SENTENZA N.346
ANNO 2003
REPUBBLICA ITALIANA
IN NOME DEL POPOLO ITALIANO
LA CORTE COSTITUZIONALE
composta dai signori Giudici:
- Riccardo CHIEPPA, Presidente
- Gustavo ZAGREBELSKY
- Valerio ONIDA
- Carlo MEZZANOTTE
- Fernanda CONTRI
- Guido NEPPI MODONA
- Piero Alberto CAPOTOSTI
- Annibale MARINI
- Franco BILE
- Giovanni Maria FLICK
- Francesco AMIRANTE
- Paolo MADDALENA
ha pronunciato la seguente
SENTENZA
nel giudizio di legittimità costituzionale dell’art. 11, comma 1 (recte: art. 11, comma 2), della legge 30 dicembre 1991, n. 413 (Disposizioni per ampliare le basi imponibili, per razionalizzare, facilitare e potenziare l’attività di accertamento; disposizioni per la rivalutazione obbligatoria dei beni immobili delle imprese, nonché per riformare il contenzioso e per la definizione agevolata dei rapporti tributari pendenti; delega al Presidente della Repubblica per la concessione di amnistia per reati tributari; istituzioni dei centri di assistenza fiscale e del conto fiscale), promosso con ordinanza dell’11 novembre 2002 dalla Commissione tributaria provinciale di Torino sul ricorso proposto da Obermitto Demetria Carla Maria contro l’Agenzia delle Entrate, Ufficio di Torino 1, iscritta al n. 18 del registro ordinanze 2003 e pubblicata nella Gazzetta Ufficiale della Repubblica n. 5, prima serie speciale, dell’anno 2003.
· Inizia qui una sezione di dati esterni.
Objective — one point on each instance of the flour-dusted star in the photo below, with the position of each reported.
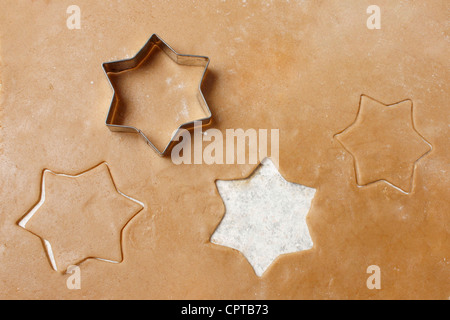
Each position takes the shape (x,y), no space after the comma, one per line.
(384,143)
(80,217)
(265,216)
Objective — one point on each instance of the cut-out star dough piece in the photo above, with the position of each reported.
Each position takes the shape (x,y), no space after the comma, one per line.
(81,217)
(265,216)
(384,143)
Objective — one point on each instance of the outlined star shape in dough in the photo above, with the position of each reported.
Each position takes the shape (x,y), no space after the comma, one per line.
(80,217)
(265,216)
(384,143)
(153,45)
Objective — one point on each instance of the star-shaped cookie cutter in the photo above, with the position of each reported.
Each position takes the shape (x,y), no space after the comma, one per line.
(135,62)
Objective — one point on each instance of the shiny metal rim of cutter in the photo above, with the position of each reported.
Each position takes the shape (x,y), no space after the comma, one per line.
(141,56)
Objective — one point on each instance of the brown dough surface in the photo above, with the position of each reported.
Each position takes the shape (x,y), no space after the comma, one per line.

Visti l’atto di costituzione di Obermitto Demetria Carla Maria nonché l’atto di intervento dell’Associazione Dimore Storiche Italiane - ADSI;
udito nell’udienza pubblica del 28 ottobre 2003 il Giudice relatore Annibale Marini;
uditi gli avvocati Franco Gallo e Luciano Filippo Bracci per Obermitto Demetria Carla Maria, Aldo Pezzana e Luciano Filippo Bracci per l’Associazione Dimore Storiche Italiane - ADSI.
Ritenuto in fatto
1.- La Commissione tributaria provinciale di Torino, con ordinanza del 14 ottobre 2002, depositata l’11 novembre 2002, ha sollevato, in riferimento agli artt. 3 e 53 della Costituzione, questione di legittimità costituzionale dell’art. 11, comma 1 (recte: art. 11, comma 2), della legge 30 dicembre 1991, n. 413 (Disposizioni per ampliare le basi imponibili, per razionalizzare, facilitare e potenziare l’attività di accertamento; disposizioni per la rivalutazione obbligatoria dei beni immobili delle imprese, nonché per riformare il contenzioso e per la definizione agevolata dei rapporti tributari pendenti; delega al Presidente della Repubblica per la concessione di amnistia per reati tributari; istituzioni dei centri di assistenza fiscale e del conto fiscale), secondo cui, ai fini delle imposte sul reddito, «il reddito degli immobili riconosciuti di interesse storico o artistico, ai sensi dell’articolo 3 della legge 1° giugno 1939, n. 1089, e successive modificazioni e integrazioni, è determinato mediante l’applicazione della minore tra le tariffe d’estimo previste per le abitazioni della zona censuaria nella quale è collocato il fabbricato».
Il giudizio a quo ha ad oggetto la richiesta di rimborso, avanzata da un contribuente, della maggiore imposta IRPEF versata, in riferimento ad immobili di interesse storico o artistico, sulla base del canone di locazione invece che della minore tariffa d’estimo della zona censuaria. La rilevanza della questione discende, ad avviso del rimettente, dall’esistenza di un consolidato orientamento della giurisprudenza di legittimità, secondo il quale la regola dettata dalla norma denunciata troverebbe applicazione anche nel caso di immobili locati, cosicché la domanda attrice dovrebbe trovare senz’altro accoglimento.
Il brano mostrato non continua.